Build Your Own LinAc


As scientists design instruments to push charges to faster and faster speeds, they must understand how accelerated motion affects the distance objects travel while being accelerated. To accelerate particles at Fermilab scientists push them with an electrical force. The downside to this method is that this electrical force changes directions continuously. First it points to the right, then it points to the left. Right, then left, continuously.

To successfully use this method of accelerating particles, scientists let them get pushed in the desired direction, but cover them up with a tunnel to stop them from being pushed back in the other direction.

The method scientists use to accelerate particles at Fermilab is similar to putting a balloon in a strong wind that keeps switching right and then left. If you want the balloon to be blown to the right, you would let the wind push it when the wind is pointing toward the right. However, to keep it from slowing down when the wind is pointing toward the left, you would need to cover it up. You would then remove the cover when the wind switched back to the right, and so on.

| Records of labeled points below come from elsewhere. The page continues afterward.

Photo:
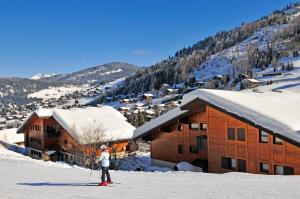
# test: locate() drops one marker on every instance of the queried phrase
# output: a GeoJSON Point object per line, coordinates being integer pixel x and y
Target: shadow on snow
{"type": "Point", "coordinates": [63, 184]}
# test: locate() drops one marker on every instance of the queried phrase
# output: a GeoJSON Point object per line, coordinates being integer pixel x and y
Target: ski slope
{"type": "Point", "coordinates": [22, 177]}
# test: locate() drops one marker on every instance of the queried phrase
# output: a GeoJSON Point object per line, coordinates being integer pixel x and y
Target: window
{"type": "Point", "coordinates": [228, 163]}
{"type": "Point", "coordinates": [283, 170]}
{"type": "Point", "coordinates": [230, 134]}
{"type": "Point", "coordinates": [264, 167]}
{"type": "Point", "coordinates": [52, 132]}
{"type": "Point", "coordinates": [277, 140]}
{"type": "Point", "coordinates": [202, 107]}
{"type": "Point", "coordinates": [278, 170]}
{"type": "Point", "coordinates": [263, 137]}
{"type": "Point", "coordinates": [180, 127]}
{"type": "Point", "coordinates": [201, 143]}
{"type": "Point", "coordinates": [180, 149]}
{"type": "Point", "coordinates": [241, 134]}
{"type": "Point", "coordinates": [203, 126]}
{"type": "Point", "coordinates": [194, 149]}
{"type": "Point", "coordinates": [288, 170]}
{"type": "Point", "coordinates": [194, 126]}
{"type": "Point", "coordinates": [242, 167]}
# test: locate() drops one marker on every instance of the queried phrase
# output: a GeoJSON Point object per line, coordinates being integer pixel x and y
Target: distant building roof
{"type": "Point", "coordinates": [276, 112]}
{"type": "Point", "coordinates": [75, 121]}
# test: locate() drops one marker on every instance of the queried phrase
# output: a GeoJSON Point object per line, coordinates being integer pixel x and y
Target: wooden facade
{"type": "Point", "coordinates": [221, 142]}
{"type": "Point", "coordinates": [46, 137]}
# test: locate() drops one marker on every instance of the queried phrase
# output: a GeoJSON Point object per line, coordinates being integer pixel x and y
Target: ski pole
{"type": "Point", "coordinates": [91, 172]}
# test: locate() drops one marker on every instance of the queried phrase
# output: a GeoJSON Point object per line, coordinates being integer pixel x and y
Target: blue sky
{"type": "Point", "coordinates": [62, 36]}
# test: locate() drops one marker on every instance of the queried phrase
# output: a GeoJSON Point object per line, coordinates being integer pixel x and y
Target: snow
{"type": "Point", "coordinates": [221, 62]}
{"type": "Point", "coordinates": [185, 166]}
{"type": "Point", "coordinates": [293, 75]}
{"type": "Point", "coordinates": [77, 120]}
{"type": "Point", "coordinates": [41, 76]}
{"type": "Point", "coordinates": [278, 112]}
{"type": "Point", "coordinates": [157, 122]}
{"type": "Point", "coordinates": [55, 92]}
{"type": "Point", "coordinates": [275, 111]}
{"type": "Point", "coordinates": [24, 178]}
{"type": "Point", "coordinates": [10, 136]}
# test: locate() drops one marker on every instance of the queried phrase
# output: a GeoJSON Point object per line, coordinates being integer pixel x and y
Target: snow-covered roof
{"type": "Point", "coordinates": [277, 112]}
{"type": "Point", "coordinates": [77, 120]}
{"type": "Point", "coordinates": [157, 122]}
{"type": "Point", "coordinates": [252, 80]}
{"type": "Point", "coordinates": [10, 136]}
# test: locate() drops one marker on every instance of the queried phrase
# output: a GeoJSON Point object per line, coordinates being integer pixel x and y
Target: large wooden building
{"type": "Point", "coordinates": [68, 135]}
{"type": "Point", "coordinates": [224, 131]}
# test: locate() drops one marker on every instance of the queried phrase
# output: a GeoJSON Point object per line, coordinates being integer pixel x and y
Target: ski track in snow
{"type": "Point", "coordinates": [24, 178]}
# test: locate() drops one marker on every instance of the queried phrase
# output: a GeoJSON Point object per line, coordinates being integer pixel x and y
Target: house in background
{"type": "Point", "coordinates": [224, 131]}
{"type": "Point", "coordinates": [67, 135]}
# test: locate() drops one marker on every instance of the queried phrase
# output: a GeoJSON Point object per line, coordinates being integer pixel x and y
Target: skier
{"type": "Point", "coordinates": [104, 162]}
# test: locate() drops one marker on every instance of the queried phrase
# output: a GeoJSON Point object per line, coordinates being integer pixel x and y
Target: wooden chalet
{"type": "Point", "coordinates": [224, 131]}
{"type": "Point", "coordinates": [60, 134]}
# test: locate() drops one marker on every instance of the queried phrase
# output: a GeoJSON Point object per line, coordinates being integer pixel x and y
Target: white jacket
{"type": "Point", "coordinates": [104, 159]}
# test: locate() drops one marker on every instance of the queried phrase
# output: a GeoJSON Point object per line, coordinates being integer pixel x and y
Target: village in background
{"type": "Point", "coordinates": [56, 122]}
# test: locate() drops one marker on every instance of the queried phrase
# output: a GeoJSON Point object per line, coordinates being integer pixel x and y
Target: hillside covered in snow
{"type": "Point", "coordinates": [218, 61]}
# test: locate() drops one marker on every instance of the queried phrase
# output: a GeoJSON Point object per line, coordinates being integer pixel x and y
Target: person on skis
{"type": "Point", "coordinates": [104, 162]}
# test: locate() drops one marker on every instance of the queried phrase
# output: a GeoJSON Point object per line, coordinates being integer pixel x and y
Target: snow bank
{"type": "Point", "coordinates": [31, 180]}
{"type": "Point", "coordinates": [185, 166]}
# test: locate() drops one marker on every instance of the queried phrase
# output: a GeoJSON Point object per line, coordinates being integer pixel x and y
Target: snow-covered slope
{"type": "Point", "coordinates": [222, 63]}
{"type": "Point", "coordinates": [41, 76]}
{"type": "Point", "coordinates": [24, 178]}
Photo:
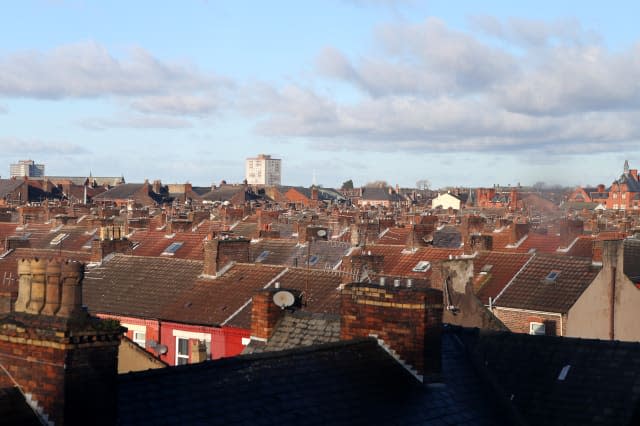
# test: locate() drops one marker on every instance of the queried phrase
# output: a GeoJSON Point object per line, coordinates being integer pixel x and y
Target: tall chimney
{"type": "Point", "coordinates": [65, 366]}
{"type": "Point", "coordinates": [407, 319]}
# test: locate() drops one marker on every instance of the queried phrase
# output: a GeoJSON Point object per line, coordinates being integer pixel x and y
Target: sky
{"type": "Point", "coordinates": [461, 93]}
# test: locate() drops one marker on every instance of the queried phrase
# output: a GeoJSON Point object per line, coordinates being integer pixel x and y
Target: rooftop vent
{"type": "Point", "coordinates": [422, 266]}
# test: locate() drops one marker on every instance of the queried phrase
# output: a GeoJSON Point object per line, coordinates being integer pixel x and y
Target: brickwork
{"type": "Point", "coordinates": [518, 321]}
{"type": "Point", "coordinates": [219, 252]}
{"type": "Point", "coordinates": [409, 320]}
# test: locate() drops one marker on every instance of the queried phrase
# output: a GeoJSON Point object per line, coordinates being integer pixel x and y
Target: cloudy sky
{"type": "Point", "coordinates": [466, 93]}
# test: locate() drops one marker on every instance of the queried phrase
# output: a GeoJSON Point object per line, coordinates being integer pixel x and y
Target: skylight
{"type": "Point", "coordinates": [422, 266]}
{"type": "Point", "coordinates": [552, 276]}
{"type": "Point", "coordinates": [58, 239]}
{"type": "Point", "coordinates": [486, 269]}
{"type": "Point", "coordinates": [173, 247]}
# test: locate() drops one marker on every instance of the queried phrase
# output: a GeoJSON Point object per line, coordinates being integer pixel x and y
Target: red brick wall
{"type": "Point", "coordinates": [518, 321]}
{"type": "Point", "coordinates": [409, 320]}
{"type": "Point", "coordinates": [73, 378]}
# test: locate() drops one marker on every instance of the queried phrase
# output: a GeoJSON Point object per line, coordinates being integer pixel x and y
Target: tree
{"type": "Point", "coordinates": [423, 184]}
{"type": "Point", "coordinates": [347, 184]}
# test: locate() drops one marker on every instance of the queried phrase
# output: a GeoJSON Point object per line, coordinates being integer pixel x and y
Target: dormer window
{"type": "Point", "coordinates": [172, 249]}
{"type": "Point", "coordinates": [422, 266]}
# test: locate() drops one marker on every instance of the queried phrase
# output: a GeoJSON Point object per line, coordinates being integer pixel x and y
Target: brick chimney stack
{"type": "Point", "coordinates": [111, 240]}
{"type": "Point", "coordinates": [407, 319]}
{"type": "Point", "coordinates": [63, 360]}
{"type": "Point", "coordinates": [220, 252]}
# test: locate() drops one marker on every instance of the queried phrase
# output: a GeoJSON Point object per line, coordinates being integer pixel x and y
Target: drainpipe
{"type": "Point", "coordinates": [612, 294]}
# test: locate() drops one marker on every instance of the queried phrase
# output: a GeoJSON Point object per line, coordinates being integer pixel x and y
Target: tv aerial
{"type": "Point", "coordinates": [284, 299]}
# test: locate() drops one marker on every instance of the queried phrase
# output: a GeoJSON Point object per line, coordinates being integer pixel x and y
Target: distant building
{"type": "Point", "coordinates": [263, 170]}
{"type": "Point", "coordinates": [26, 168]}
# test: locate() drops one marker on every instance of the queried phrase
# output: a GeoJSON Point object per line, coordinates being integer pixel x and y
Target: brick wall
{"type": "Point", "coordinates": [71, 375]}
{"type": "Point", "coordinates": [218, 253]}
{"type": "Point", "coordinates": [518, 321]}
{"type": "Point", "coordinates": [409, 320]}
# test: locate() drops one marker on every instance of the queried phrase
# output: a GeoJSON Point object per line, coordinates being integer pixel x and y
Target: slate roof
{"type": "Point", "coordinates": [299, 328]}
{"type": "Point", "coordinates": [343, 383]}
{"type": "Point", "coordinates": [601, 387]}
{"type": "Point", "coordinates": [14, 410]}
{"type": "Point", "coordinates": [530, 290]}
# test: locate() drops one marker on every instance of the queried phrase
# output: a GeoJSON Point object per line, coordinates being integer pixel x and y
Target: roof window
{"type": "Point", "coordinates": [422, 266]}
{"type": "Point", "coordinates": [172, 249]}
{"type": "Point", "coordinates": [58, 239]}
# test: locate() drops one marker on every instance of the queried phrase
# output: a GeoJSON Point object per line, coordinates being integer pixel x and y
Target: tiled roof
{"type": "Point", "coordinates": [399, 262]}
{"type": "Point", "coordinates": [632, 259]}
{"type": "Point", "coordinates": [344, 383]}
{"type": "Point", "coordinates": [300, 329]}
{"type": "Point", "coordinates": [154, 243]}
{"type": "Point", "coordinates": [138, 286]}
{"type": "Point", "coordinates": [319, 288]}
{"type": "Point", "coordinates": [7, 186]}
{"type": "Point", "coordinates": [503, 267]}
{"type": "Point", "coordinates": [394, 236]}
{"type": "Point", "coordinates": [600, 384]}
{"type": "Point", "coordinates": [530, 289]}
{"type": "Point", "coordinates": [213, 301]}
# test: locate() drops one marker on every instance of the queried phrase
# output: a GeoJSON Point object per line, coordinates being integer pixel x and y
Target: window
{"type": "Point", "coordinates": [173, 247]}
{"type": "Point", "coordinates": [182, 351]}
{"type": "Point", "coordinates": [422, 266]}
{"type": "Point", "coordinates": [537, 329]}
{"type": "Point", "coordinates": [139, 337]}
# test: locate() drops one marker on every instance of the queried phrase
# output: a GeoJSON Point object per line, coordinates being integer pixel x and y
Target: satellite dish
{"type": "Point", "coordinates": [284, 299]}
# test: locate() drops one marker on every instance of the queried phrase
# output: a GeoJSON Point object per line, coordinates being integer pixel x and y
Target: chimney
{"type": "Point", "coordinates": [357, 265]}
{"type": "Point", "coordinates": [265, 314]}
{"type": "Point", "coordinates": [110, 241]}
{"type": "Point", "coordinates": [408, 320]}
{"type": "Point", "coordinates": [219, 252]}
{"type": "Point", "coordinates": [570, 229]}
{"type": "Point", "coordinates": [63, 360]}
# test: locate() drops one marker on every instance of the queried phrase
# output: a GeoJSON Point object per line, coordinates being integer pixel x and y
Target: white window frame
{"type": "Point", "coordinates": [536, 327]}
{"type": "Point", "coordinates": [178, 354]}
{"type": "Point", "coordinates": [140, 338]}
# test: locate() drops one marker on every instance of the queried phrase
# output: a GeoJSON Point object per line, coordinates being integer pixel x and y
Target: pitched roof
{"type": "Point", "coordinates": [300, 328]}
{"type": "Point", "coordinates": [559, 380]}
{"type": "Point", "coordinates": [343, 383]}
{"type": "Point", "coordinates": [138, 286]}
{"type": "Point", "coordinates": [531, 290]}
{"type": "Point", "coordinates": [493, 271]}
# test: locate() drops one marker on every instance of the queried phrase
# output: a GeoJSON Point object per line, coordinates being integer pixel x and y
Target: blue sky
{"type": "Point", "coordinates": [458, 92]}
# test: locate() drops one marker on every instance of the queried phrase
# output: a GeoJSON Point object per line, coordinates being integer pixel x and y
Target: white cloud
{"type": "Point", "coordinates": [88, 70]}
{"type": "Point", "coordinates": [545, 87]}
{"type": "Point", "coordinates": [135, 122]}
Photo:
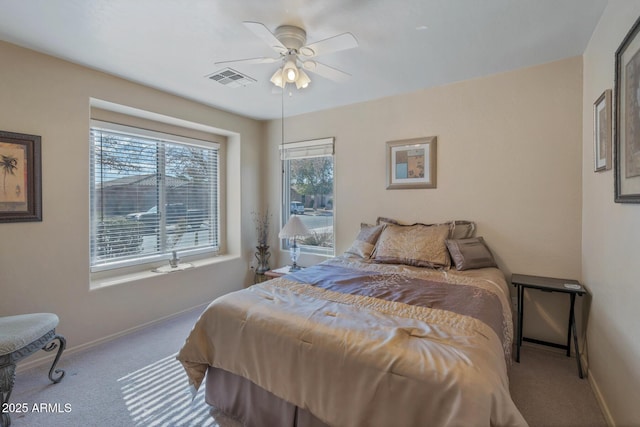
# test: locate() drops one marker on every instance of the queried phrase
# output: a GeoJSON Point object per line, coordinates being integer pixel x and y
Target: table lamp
{"type": "Point", "coordinates": [293, 229]}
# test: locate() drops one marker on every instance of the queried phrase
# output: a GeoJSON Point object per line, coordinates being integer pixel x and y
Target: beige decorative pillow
{"type": "Point", "coordinates": [470, 253]}
{"type": "Point", "coordinates": [461, 229]}
{"type": "Point", "coordinates": [418, 245]}
{"type": "Point", "coordinates": [458, 229]}
{"type": "Point", "coordinates": [366, 240]}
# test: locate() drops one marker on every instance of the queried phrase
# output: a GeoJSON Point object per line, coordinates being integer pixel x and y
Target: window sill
{"type": "Point", "coordinates": [118, 279]}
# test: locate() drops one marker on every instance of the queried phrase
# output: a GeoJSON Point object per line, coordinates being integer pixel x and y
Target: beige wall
{"type": "Point", "coordinates": [610, 236]}
{"type": "Point", "coordinates": [44, 266]}
{"type": "Point", "coordinates": [509, 158]}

Fermilab scientists actually create particle tunnels for this very reason. To be successful, scientists need to know exactly where a given particle will be after it finishes being accelerated so they can place a shielding tunnel around it to stop it from being slowed down. They also need to know just how long to make the tunnel so that the particle will come out again when the electric force is pushing in the desired direction.

 

Research Assignment

You will roll a ball down an inclined ramp, which will feed into a horizontal tunnel, which will open onto another ramp, and so on until your ball has rolled down at least four ramps and through at least four tunnels during the five-foot drop to the ground. In addition the ball must remain in each tunnel and on each incline for one second apiece. Will you have to make the tunnels all the same length? What about the inclines? Will your ball accelerate on the inclines? Will your ball accelerate in the tunnels? Find out!

Design and create a system of ramps and tunnels using the track and tubes that will bring a ball from five feet high to the ground. The ball must travel down at least four inclines and must travel through at least four tunnels. The balls may only be on the inclines for one-second intervals and must remain in the tunnels for one-second intervals.

 

Observations:
Record all of your activities and observations in your journal. For each trial, note the lengths of each ramp and tunnel and the time that the ball spends on each one. Be sure to record your data in a systematic way so that you can understand it as you do your experiment and your teacher can understand what you did when your experiments are done.

 

Journaling: What Did You Learn?

Were the lengths of your ramps constant? What about the lengths of your tunnels? Where did your ball accelerate? Do you notice anything interesting about the lengths of the tunnels and ramps in your apparatus? Explain your observations in your journal.